1.What is Hadoop and why is it a big deal ?
Hadoop is a software framework that allows users to change the application code to customize it to their big data analytic needs. Hadoop is an Apache open source being developed by a world wide community of developers. It is based around earlier work done by Google on their MapReduce application. MapReduce allows distributed computing of large data sets on a cluster of computers. Hadoop is a big deal because it is a open source project that allows custom code that allows business to analyze complex data sets that otherwise would have been hard to make sense of using standard data tables. Hadoop is used by a lot of different big companies but most business are not ready to use it just yet because of the high level analytic expertise and training it requires.
2. Who are Cloudera?
It is a company that specializes in Apache Hadoop software and support services around it on an enterprise level they also contribute to Apache projects related to Hadoop. Cloudera offers two products; the first which is Cloudera Enterprise and the other being Cloudera's Distribution including Apache Hadoop.
3.What is PIG?
It is a high level data flow language used in conjunction with Hadoop.
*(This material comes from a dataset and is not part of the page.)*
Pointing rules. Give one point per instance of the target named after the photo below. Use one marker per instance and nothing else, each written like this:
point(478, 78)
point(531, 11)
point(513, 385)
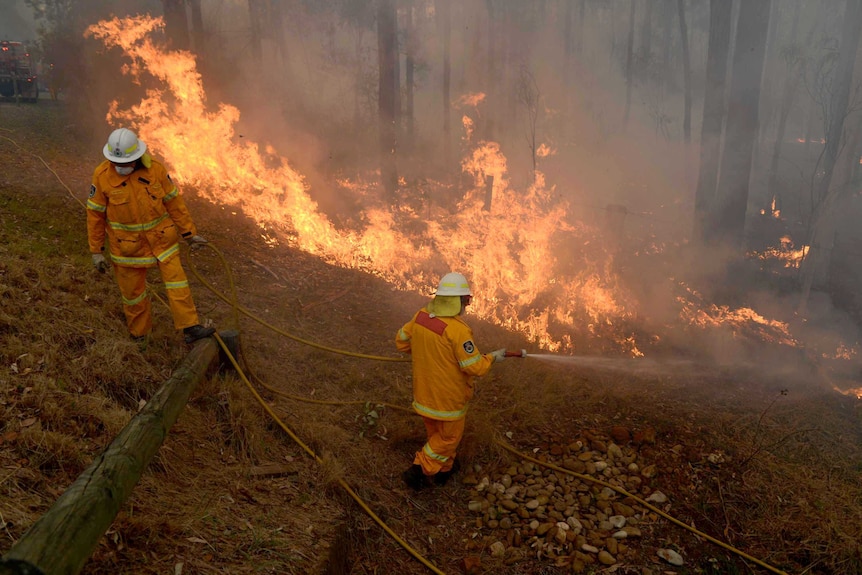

The language is called Pig Latin and it is a form of Java that allows for fast ad-hoc analysis of data sets. Users can create their own functions for special purpose data processing.
4.What is HIVE ?
HIVE functions as a data warehouse that allows for query based analysis of larger data sets. It uses a SQL like languange for its queries.It functions along side Hadoop files systems and just like Hadoop it is open-source and apache developed.
5. What is Cassandra?
Cassandra is an Apache open source database management system. It can handle large volumes of data that is spread out around many different servers. It started out as a way for Facebook to power their inbox search function. It uses NoSQL because traditional SQL based databases can be slow when dealing with big data sets.
6. What is Mahout ?
Mahout it is a
suite of machine learning libraries that is designed to be
scalable and robust. it is another Apache open source project that is degined to work with Hadoop. Hadoop is associated with big data and Mahout is the word for a person driving an elephant. The elephant is Hadoop and Mahout wants to be the driving force behind it, but not lead the development of Hadoop.